旧2リーグ合算比で入場者数は1.4倍の226万人と、昨シーズンの順調な滑り出しを支えたのは、化粧品メーカーから転身した27歳のマーケッターだった。

キラキラインスタ映え女子は「2割」

「インスタばりばりやって、全部ピンクがいいキラキラ女子って、感覚的に世の中の2割くらいなんじゃないかと思います。あとの8割はそれを見て『いいね!』をしている。その8割を狙っていきたい」

そう話すのはBリーグのマーケティング・商品企画担当、菅原瑠美さん(27)だ。

菅原さんは、日本バスケットボール協会とBリーグが出資し、Bリーグや日本代表のマーケティングや権利ビジネスを担当する B.MARKETING (Bマーケティング)へ1年前に転職。来場者数拡大はもとより、興行収入の柱となるグッズの販売や、Bリーグのイメージアップを狙ったブランディングを担当している。

Bリーグには36のクラブチームがあるが、「リーグができることはプロバスケのイメージ向上だと思っています」。

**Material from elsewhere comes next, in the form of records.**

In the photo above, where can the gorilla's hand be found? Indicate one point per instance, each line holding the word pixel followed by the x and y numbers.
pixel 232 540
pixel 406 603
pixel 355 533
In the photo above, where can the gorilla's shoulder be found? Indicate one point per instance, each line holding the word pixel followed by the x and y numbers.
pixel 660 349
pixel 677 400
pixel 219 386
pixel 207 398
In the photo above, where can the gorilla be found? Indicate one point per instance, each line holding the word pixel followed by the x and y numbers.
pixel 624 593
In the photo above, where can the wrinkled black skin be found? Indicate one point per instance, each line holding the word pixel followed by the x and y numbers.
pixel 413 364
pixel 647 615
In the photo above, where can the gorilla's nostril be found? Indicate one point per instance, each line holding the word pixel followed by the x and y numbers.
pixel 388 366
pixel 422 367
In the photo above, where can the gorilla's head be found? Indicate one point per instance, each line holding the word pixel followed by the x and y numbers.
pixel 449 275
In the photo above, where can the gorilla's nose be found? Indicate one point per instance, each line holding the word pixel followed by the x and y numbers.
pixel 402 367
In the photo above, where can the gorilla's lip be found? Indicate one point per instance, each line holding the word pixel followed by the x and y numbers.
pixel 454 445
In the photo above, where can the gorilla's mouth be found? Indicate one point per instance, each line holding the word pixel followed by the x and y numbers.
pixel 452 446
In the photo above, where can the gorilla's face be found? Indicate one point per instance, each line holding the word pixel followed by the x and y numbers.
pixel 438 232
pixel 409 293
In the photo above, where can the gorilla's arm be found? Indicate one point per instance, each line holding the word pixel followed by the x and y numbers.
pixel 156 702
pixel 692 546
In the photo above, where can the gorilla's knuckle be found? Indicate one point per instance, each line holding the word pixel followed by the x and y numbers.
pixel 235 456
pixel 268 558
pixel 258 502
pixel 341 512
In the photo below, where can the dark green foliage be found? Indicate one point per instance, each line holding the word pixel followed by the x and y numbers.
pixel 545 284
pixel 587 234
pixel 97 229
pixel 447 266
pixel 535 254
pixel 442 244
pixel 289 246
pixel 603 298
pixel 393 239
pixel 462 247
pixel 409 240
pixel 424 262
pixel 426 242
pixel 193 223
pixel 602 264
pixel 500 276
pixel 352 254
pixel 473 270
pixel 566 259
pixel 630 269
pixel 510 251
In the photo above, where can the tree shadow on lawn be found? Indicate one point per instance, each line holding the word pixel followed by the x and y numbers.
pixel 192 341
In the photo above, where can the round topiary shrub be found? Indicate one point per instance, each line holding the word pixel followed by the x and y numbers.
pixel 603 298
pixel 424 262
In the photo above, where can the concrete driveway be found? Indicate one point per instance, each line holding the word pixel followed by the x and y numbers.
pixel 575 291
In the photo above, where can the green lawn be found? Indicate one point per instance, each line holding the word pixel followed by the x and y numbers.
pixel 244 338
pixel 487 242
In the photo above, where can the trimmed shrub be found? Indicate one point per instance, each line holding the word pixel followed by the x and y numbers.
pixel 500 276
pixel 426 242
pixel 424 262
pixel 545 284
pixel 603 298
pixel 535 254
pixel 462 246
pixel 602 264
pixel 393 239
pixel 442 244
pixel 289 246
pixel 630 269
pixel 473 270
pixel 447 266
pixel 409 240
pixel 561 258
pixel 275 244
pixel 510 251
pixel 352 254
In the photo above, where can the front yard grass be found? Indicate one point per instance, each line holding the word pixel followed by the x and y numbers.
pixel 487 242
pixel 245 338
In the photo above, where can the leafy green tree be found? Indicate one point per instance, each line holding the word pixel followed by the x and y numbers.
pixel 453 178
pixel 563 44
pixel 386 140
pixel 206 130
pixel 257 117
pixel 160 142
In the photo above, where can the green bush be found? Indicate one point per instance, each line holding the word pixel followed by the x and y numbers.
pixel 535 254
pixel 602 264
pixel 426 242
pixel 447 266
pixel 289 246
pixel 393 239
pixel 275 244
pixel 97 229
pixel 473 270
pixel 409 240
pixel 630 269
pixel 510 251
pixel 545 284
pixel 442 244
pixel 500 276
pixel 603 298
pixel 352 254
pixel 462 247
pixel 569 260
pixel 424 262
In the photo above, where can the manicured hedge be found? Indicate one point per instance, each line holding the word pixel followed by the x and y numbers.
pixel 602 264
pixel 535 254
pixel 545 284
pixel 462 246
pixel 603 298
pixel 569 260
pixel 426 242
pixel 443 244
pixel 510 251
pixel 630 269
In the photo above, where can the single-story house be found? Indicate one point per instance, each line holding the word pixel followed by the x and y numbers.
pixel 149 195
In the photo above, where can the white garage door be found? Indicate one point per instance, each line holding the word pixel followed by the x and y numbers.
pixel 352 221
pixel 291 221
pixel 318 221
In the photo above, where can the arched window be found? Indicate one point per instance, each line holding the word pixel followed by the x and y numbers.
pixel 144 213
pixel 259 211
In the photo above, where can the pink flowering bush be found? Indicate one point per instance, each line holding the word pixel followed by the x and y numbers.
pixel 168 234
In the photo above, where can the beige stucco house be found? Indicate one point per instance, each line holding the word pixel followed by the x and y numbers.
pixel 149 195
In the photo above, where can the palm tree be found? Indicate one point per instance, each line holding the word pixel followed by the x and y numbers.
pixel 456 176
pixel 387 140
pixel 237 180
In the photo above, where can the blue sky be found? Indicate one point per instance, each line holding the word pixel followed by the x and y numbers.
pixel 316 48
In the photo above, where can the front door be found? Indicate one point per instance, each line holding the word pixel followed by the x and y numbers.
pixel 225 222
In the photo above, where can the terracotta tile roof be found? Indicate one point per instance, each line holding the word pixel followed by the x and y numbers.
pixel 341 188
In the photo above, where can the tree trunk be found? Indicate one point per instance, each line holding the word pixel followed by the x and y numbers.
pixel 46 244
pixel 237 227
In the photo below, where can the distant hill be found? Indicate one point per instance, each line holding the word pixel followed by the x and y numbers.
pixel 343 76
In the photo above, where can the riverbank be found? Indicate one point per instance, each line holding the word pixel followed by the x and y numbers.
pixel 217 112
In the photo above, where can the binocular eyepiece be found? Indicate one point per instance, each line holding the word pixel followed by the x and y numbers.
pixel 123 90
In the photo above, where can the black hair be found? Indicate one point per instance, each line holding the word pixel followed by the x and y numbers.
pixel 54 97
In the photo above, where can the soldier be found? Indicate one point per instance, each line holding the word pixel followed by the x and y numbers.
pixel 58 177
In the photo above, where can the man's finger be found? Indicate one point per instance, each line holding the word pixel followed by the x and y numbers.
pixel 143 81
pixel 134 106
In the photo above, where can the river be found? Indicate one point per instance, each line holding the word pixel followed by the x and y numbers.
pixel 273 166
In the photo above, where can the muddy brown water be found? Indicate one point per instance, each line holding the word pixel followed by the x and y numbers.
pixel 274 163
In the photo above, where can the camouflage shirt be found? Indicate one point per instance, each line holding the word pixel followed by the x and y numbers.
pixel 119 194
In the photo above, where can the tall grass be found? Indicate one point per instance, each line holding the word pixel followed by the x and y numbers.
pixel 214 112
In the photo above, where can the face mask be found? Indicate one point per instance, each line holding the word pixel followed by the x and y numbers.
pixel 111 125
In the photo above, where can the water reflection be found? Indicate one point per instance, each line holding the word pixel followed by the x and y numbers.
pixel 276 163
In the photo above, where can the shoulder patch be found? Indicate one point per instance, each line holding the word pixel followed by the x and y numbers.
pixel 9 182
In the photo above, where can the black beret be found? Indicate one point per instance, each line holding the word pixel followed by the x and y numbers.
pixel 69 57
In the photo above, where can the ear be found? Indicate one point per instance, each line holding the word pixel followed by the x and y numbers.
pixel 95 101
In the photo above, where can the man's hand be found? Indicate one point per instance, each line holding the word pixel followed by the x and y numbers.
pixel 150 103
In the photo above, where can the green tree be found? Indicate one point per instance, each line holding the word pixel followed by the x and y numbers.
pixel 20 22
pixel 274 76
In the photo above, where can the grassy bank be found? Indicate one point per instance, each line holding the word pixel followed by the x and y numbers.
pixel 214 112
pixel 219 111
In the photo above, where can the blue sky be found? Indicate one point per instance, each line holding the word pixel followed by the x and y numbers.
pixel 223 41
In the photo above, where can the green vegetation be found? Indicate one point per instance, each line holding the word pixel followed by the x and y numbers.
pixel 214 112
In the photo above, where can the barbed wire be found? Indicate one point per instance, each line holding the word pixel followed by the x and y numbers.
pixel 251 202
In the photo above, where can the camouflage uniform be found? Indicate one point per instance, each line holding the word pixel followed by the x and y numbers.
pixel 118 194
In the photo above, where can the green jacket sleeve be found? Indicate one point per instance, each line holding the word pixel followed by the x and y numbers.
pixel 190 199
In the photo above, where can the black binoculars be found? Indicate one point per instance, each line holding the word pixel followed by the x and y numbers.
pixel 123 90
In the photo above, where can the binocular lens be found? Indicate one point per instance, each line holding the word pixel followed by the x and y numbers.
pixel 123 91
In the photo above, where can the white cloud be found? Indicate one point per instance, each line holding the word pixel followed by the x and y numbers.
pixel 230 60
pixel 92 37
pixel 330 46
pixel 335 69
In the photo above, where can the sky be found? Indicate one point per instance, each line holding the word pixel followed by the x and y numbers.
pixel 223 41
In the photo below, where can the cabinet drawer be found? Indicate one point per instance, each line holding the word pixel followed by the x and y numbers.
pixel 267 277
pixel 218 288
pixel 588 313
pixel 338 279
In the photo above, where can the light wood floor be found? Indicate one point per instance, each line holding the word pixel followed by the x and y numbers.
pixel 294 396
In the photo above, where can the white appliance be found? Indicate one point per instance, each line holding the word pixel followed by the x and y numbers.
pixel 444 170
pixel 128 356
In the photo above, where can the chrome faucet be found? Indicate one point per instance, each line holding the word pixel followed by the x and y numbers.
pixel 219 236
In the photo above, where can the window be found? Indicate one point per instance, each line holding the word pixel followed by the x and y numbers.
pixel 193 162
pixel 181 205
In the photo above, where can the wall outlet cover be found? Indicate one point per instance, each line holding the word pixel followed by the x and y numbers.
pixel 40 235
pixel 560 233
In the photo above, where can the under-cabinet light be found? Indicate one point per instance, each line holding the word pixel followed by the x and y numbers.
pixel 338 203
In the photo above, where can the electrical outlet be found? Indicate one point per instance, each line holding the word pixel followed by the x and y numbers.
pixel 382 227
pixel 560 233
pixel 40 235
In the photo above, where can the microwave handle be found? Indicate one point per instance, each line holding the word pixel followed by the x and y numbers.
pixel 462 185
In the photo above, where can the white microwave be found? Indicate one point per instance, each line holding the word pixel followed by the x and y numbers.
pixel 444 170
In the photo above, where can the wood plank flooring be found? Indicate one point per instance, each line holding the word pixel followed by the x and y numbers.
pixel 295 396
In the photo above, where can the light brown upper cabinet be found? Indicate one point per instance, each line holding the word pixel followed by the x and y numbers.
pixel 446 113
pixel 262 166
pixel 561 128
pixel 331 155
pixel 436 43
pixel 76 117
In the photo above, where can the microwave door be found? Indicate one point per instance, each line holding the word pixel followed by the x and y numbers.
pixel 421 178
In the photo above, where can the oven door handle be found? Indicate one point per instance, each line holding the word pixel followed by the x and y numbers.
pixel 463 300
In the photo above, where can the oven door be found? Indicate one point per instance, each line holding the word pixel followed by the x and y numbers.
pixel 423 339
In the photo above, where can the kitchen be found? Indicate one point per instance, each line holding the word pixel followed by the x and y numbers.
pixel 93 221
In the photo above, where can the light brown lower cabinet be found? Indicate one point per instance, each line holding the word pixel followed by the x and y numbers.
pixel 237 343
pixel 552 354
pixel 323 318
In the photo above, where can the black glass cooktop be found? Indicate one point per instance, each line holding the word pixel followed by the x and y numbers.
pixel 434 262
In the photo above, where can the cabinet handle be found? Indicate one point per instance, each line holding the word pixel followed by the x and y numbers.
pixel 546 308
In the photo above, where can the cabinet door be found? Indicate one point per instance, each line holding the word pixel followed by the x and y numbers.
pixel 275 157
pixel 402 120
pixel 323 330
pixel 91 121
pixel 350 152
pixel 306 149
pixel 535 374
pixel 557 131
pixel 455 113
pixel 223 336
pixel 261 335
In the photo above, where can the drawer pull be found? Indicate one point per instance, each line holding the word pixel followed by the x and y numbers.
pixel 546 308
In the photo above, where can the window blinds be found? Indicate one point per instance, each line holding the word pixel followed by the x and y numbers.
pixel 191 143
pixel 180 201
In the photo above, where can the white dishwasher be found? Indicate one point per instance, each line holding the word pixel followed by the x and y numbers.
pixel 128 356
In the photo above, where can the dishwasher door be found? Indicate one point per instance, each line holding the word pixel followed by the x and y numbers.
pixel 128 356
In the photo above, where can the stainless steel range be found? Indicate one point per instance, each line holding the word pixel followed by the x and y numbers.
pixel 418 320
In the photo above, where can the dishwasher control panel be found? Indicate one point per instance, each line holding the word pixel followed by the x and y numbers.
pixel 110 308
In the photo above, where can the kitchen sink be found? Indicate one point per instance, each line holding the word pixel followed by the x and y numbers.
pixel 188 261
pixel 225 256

菅原さんがBリーグに参加して1年超。Bリーグのグッズ売り上げは試合会場と公式オンラインショップの合計で初年度目標の1億円を40%上回り、通常なら来場者数の10%とされる購入率を20%に引き上げた。入場者数1人当たりの売り上げ単価は1000円だが、これも「他スポーツと比較しても異例の実績」(Bリーグ広報)という。

好発進の大きな要因は、女性ファンを開拓したことだ。

「スポーツ観戦の来場者はどうしても男性の方が多くなる傾向にありますが、新リーグ発足初年度のBリーグファイナル2016-2017は女性比率が53%だった。これには彼女の存在がある」

Bリーグ広報部の新出浩行さんは、菅原さんについて、そう評す。

転職1年目でBリーグのマーケティング・商品企画責任者を任されたミレニアル世代、菅原さんの目のつけどころは、従来の「女性マーケティング」とは、一味違う。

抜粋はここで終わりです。